7th Pay Commission: The central government has increased the Dearness Allowance (DA) and Dearness Relief (DR) for its employees and pensioners by 4%, a step that will benefit millions. The revision will be effective from January 2025, leading to an increase in salaries and pensions and the payment of dues for the last two months, along with the salary in March 2025.
What is DA at 55% Going to Mean For The Employees?
Previously 53%, this increase now takes the Dearness Allowance to 55%, meaning a considerable rise in the income of central government employees. This is the lowest DA increase after seven years, with increases made in the past having ranged between 3% to 4%.
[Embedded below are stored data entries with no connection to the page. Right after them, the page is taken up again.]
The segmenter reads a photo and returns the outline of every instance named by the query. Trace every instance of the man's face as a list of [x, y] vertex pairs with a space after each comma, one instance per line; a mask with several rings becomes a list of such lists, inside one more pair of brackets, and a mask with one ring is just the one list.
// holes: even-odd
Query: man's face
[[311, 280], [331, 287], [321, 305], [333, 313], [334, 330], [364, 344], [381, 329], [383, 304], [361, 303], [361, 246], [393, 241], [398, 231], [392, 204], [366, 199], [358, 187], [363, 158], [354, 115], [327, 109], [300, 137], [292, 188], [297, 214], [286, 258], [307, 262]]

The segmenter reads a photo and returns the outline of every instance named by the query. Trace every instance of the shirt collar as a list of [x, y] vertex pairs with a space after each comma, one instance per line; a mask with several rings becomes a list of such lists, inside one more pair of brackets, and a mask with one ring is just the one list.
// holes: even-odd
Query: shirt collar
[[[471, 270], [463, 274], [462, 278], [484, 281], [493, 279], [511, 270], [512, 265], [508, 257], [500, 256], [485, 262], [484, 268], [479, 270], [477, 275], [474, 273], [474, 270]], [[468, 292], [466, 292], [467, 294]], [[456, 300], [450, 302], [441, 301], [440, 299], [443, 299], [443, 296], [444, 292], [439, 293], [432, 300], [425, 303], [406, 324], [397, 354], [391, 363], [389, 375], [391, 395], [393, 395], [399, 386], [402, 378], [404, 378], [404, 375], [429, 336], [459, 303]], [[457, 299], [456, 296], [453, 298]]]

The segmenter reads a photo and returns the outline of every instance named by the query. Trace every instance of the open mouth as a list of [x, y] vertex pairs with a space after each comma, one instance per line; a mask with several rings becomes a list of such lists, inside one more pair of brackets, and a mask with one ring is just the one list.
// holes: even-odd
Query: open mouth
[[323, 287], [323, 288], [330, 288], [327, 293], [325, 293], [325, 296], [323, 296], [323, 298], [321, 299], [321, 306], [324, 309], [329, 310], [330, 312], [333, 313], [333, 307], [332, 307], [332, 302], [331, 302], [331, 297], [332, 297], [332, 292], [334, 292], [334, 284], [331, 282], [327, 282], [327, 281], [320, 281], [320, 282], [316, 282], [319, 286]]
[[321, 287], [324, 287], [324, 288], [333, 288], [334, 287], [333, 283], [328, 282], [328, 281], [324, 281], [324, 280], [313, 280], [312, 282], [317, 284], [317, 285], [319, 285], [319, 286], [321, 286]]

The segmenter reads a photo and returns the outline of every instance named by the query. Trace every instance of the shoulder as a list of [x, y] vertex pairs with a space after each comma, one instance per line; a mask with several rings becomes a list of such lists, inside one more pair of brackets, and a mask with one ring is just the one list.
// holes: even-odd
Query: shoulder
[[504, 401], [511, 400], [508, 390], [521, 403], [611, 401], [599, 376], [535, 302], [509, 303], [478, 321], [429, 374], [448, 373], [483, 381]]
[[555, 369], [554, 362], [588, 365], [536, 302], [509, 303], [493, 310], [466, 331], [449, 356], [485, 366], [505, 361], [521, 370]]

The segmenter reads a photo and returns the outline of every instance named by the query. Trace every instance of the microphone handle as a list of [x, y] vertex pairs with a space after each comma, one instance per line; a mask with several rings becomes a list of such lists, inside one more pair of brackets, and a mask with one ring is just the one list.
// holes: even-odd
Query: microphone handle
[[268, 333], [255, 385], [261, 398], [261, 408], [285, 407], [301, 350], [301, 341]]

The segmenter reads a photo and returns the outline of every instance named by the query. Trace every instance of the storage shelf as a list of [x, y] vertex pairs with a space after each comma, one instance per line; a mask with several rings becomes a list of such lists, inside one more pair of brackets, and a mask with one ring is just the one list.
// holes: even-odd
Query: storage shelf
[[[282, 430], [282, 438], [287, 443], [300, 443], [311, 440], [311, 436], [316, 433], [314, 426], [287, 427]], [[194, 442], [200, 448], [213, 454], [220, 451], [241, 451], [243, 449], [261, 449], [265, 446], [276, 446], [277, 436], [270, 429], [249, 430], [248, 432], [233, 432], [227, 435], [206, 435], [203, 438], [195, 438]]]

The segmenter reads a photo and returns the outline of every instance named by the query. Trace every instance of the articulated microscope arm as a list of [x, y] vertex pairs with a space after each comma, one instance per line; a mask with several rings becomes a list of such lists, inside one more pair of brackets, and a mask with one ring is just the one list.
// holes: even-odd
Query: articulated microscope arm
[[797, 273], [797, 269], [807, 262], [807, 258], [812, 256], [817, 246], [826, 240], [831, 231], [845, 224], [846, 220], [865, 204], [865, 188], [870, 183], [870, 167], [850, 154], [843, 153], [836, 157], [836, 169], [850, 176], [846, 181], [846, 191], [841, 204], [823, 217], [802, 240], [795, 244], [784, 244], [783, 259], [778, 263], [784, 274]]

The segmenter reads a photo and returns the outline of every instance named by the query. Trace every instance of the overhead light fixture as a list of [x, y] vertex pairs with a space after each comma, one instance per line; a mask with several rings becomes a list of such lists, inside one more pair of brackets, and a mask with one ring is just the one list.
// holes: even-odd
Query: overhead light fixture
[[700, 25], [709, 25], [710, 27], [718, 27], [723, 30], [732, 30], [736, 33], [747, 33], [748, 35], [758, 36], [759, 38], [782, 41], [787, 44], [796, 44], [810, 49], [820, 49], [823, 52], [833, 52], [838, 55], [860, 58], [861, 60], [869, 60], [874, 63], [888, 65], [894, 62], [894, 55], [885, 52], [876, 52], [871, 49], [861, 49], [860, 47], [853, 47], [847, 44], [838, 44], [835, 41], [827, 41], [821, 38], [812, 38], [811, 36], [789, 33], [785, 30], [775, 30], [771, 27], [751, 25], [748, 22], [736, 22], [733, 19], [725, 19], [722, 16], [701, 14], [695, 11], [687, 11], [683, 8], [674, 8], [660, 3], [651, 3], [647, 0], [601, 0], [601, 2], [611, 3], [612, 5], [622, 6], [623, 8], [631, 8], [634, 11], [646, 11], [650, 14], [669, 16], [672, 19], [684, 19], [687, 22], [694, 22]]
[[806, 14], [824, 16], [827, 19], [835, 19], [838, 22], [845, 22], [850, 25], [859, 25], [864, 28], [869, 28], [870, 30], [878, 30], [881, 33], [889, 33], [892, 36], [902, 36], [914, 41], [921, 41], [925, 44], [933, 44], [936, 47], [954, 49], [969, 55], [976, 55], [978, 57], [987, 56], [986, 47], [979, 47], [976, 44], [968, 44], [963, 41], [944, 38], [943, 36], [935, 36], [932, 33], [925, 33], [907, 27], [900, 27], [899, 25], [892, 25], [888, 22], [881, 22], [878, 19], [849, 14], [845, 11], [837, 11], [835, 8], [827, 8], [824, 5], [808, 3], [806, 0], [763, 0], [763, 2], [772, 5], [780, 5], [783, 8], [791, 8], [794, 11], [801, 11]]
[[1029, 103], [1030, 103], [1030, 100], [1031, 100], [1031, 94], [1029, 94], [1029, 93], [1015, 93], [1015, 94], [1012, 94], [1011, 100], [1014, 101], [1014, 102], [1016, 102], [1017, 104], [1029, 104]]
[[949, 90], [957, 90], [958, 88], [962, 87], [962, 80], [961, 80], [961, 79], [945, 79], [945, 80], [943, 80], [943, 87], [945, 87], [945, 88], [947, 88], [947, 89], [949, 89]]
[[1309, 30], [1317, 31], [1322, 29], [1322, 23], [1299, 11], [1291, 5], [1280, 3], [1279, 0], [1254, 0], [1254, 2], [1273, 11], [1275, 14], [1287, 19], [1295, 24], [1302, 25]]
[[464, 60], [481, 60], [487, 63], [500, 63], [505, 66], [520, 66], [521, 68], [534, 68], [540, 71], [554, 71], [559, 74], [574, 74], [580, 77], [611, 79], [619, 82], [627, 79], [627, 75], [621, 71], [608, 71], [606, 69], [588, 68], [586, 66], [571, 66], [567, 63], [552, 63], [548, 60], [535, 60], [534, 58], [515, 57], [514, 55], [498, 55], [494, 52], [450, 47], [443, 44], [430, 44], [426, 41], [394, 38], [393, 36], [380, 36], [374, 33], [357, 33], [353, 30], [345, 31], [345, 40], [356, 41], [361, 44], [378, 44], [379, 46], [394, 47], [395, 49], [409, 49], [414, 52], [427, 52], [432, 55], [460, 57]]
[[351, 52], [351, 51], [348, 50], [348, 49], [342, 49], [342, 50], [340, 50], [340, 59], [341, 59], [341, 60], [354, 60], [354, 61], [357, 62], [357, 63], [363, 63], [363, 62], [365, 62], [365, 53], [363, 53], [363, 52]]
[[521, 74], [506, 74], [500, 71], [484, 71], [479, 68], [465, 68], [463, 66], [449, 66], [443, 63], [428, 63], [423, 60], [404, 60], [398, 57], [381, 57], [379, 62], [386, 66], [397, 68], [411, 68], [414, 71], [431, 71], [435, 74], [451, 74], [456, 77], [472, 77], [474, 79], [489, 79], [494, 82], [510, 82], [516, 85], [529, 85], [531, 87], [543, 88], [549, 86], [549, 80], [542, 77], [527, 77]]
What Were The Reasons For the Delay In DA Earlier?
The government had frozen DAs for 18 months during the COVID-19 lockdown, commencing January 2020 and ending June 2021. Employee union representatives have been demanding payment of dues for all those months; however, no resolution has been reached.
The DA revision occurs twice a year:
- January to June (announced in March)
- July to December (announced in October/November)
How is Dearness Allowance Calculated?
The DA hike is determined based on the All India Consumer Price Index (AICPI-IW), published by the Labour Bureau. The government reviews the average inflation data from the previous six months before finalizing the increase.
Will Employees Get Further Relief?
This decision will positively impact over 1 crore central employees and pensioners. However, employee unions had hoped for a higher increase (3% or more), making this 2% hike a partial relief.
All eyes are now on the next DA revision and the much-anticipated 8th Pay Commission, expected to be implemented in 2026. With rising inflation and living costs, employees are hopeful for better salary adjustments in the coming years.